Dear DXWG,
I'm working in a profile for dataset description in cultural heritage (within Europena).
I'm looking for guidance on how to specify the values that the dcterms:conformsTo values should have, and ensure machine interoperability.
I've observed some real-life cases and noticed sometimes the values are namespaces and in other cases the values are the links to the specifications.
Since we are interested in machine interoperability, namespaces look more appropriate but I'm far from certain.
Here is an example. In the case of a SPARQL endpoint...
... should namespaces defined by the protocol be used:
Is there a common practice, or recommendation, within DCAT?
Thanks in advance,
Nuno
It seems that DCAT uses mostly URLs of specifications as in Example 45. Is it a best practice we should follow?
My preference would be for the use of specification URIs, not namespace URIs. This is because, according to all of the profiles thinking we have done in DXWG, a specification/profile is fundamentally a different thing from a namespace. Obviously specifications might have namespaces for their technical content but a specification is a "larger" thing than just a namespace.
The problem here is, of course, that most specifications' URIs are not set up for any sort of machine actioning so the best you could currently hope for there is that the URI provide a universally unique identifier.
I hope that, in time, specifications that wish to be well machine-readable provided Linked Data functionality for their specification URI so that you can get to both a human-readable specification document, as you can presently for a spec like, say, DCAT but that you can also get an RDF version of the specification. That specification version should probably be something like a Profiles Vocabulary description of it which then tells you where all the other profile parts, such as machine-actionable constraints etc., are.
This question is interesting for the profiles work so I'm tagging it profiles-vocabulary too.

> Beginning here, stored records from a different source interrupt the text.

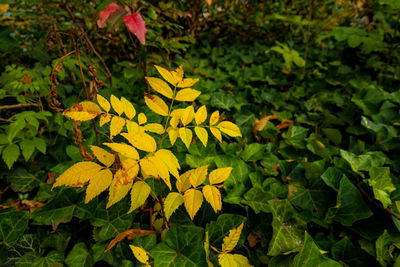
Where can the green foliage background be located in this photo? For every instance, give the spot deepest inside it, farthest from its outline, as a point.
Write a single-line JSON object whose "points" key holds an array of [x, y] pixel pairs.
{"points": [[324, 191]]}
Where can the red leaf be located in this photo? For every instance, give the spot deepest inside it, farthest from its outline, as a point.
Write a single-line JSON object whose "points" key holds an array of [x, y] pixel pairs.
{"points": [[106, 13], [137, 26]]}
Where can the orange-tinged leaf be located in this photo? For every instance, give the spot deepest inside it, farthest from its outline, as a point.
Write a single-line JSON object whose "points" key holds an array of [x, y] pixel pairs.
{"points": [[117, 105], [139, 253], [154, 128], [230, 241], [186, 135], [199, 175], [104, 118], [187, 94], [188, 82], [219, 175], [161, 169], [183, 183], [141, 141], [98, 183], [173, 134], [201, 134], [192, 199], [169, 160], [128, 108], [142, 119], [201, 115], [160, 86], [139, 193], [172, 203], [216, 133], [229, 128], [213, 196], [187, 115], [167, 75], [103, 156], [147, 168], [156, 104], [117, 193], [83, 111], [104, 104], [124, 149], [117, 123], [78, 173], [214, 118]]}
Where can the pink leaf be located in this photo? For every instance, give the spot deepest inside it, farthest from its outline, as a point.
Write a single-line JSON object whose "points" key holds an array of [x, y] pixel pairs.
{"points": [[137, 26], [101, 22]]}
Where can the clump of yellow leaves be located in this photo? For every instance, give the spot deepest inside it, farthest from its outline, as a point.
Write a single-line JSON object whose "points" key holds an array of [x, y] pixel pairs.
{"points": [[125, 166], [229, 243]]}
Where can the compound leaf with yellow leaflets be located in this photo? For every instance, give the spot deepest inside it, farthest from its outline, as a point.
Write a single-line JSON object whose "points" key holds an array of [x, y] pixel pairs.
{"points": [[103, 156], [187, 94], [78, 173], [140, 192], [230, 241], [98, 183], [160, 86], [213, 196], [83, 111], [172, 203], [192, 199], [156, 104]]}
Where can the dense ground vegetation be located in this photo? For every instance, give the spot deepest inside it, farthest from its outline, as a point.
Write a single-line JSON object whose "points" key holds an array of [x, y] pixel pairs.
{"points": [[313, 85]]}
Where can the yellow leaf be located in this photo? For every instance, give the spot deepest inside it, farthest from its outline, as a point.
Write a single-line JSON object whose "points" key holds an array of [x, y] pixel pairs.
{"points": [[193, 199], [98, 183], [128, 108], [214, 117], [103, 156], [186, 135], [148, 169], [167, 75], [199, 175], [154, 128], [117, 193], [229, 128], [142, 119], [140, 254], [117, 105], [160, 86], [183, 183], [188, 82], [230, 241], [173, 134], [233, 260], [104, 118], [140, 192], [124, 149], [78, 173], [219, 175], [162, 170], [83, 111], [156, 104], [104, 104], [169, 160], [132, 127], [141, 141], [201, 115], [172, 203], [187, 94], [187, 115], [216, 133], [213, 196], [117, 123], [201, 134]]}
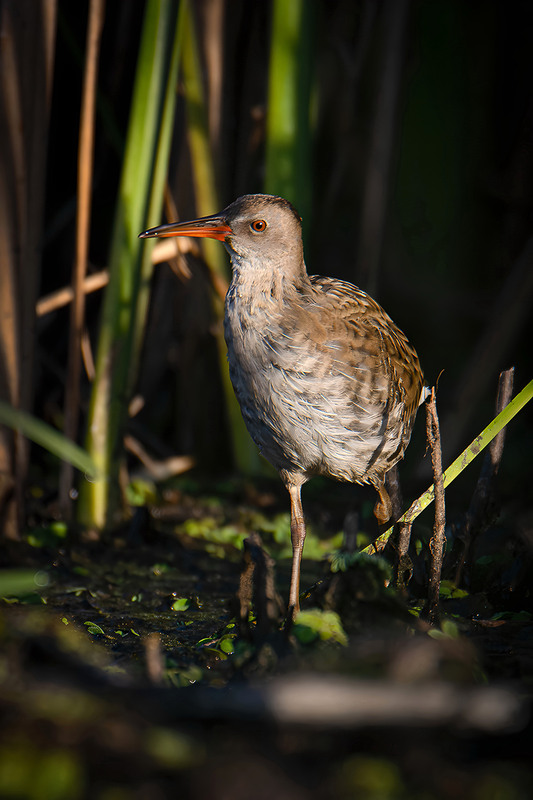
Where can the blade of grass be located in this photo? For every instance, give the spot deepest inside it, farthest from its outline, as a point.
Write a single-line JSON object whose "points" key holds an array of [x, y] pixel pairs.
{"points": [[49, 438], [245, 454], [99, 500], [461, 462]]}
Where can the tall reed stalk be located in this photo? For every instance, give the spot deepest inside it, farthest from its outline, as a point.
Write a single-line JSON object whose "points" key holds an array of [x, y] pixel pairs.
{"points": [[138, 206]]}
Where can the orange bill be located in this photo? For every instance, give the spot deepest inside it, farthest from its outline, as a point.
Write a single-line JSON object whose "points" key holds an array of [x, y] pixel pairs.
{"points": [[214, 227]]}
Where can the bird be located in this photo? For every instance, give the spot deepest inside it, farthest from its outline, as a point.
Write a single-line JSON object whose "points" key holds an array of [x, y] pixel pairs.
{"points": [[326, 382]]}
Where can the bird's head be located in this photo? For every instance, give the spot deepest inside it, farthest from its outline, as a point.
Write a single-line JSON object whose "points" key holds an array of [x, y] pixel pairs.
{"points": [[259, 230]]}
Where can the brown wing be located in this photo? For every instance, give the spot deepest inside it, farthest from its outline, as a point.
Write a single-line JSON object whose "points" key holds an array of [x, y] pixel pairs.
{"points": [[368, 337]]}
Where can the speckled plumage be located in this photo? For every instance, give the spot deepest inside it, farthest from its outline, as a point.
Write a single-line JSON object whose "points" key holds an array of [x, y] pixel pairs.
{"points": [[326, 382]]}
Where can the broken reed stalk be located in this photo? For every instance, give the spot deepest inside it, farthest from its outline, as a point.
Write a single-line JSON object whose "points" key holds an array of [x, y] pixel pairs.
{"points": [[461, 462], [83, 218], [438, 540], [478, 511]]}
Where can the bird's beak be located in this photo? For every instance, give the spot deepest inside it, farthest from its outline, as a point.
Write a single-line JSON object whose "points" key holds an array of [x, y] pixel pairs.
{"points": [[214, 227]]}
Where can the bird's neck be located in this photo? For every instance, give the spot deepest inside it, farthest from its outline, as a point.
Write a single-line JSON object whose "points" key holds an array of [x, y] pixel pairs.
{"points": [[261, 284]]}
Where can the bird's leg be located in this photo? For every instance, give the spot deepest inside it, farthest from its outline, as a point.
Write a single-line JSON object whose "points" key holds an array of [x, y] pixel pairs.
{"points": [[297, 538], [383, 507]]}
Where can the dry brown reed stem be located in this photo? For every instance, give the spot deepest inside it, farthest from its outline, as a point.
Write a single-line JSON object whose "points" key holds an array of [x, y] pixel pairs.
{"points": [[476, 516], [438, 540], [62, 297], [83, 216]]}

Namespaces just give you a collection of elements with some axioms - i.e. it is the ingredients, not really the recipe. It would usually be the recipe that you want to conform to - the patterns and usage rules. These might be expressed in a machine actionable form (e.g. SHACL) but will often be supplemented by additional instructions that are expressed in natural language. As @nicholascar says, there will typically be a suite of artefacts associated with a specification. The profiles-vocabulary provides one way to describe and 'package' them. I would expect a document conforming-to the profiles vocabulary to be accessible from the specification URI (i.e. the /TR/ URI, not the /ns/ URI) (using conneg by profile of course ...)
In our case we would like to use the dcterms:conformsTo to refer to specifications of the metadata schema expressed as a SHACL document. The goal is to make explicit to which metadata schema the provided metadata record should conform to. This is used not only as information but also supports the validation of the metadata content against its schema.
@luizbonino you have a noble goal in mind here but the issue is that the use you're describing is not standardised therefore if you do this, others might not. The proposal in the Profiles Vocabulary, which is aiming at being a standard is to identify specifications and then link things like SHACl documents to them. The documents can have roles so you can know that Specification_X has a Resource_Y that is a SHACL file use for validation (as opposed to something else that you could use SHACL for like transformation.
I think the Profiles Vocabulary can cater for your requirement and it would have you define your specifications of interest (and profiles of them) and the relevant validation resources.
@luizbonino We also have a similar requirement to yours. In our work around Europeana, we also have difficulties with the use of dcterms:conformsTo for data resources. Some data sources will state that the data conforms to a namespace, others use the URL to an XML-Schema. And we know also that any of these choices will not be appropriate in cases of general data container formats. It is also necessary to know the data profile in use.
@nicholascar you pointed out the key aspects of unique identification and the machine readability.
I'm looking forward for seing the Profiles Vocabulary become a standard.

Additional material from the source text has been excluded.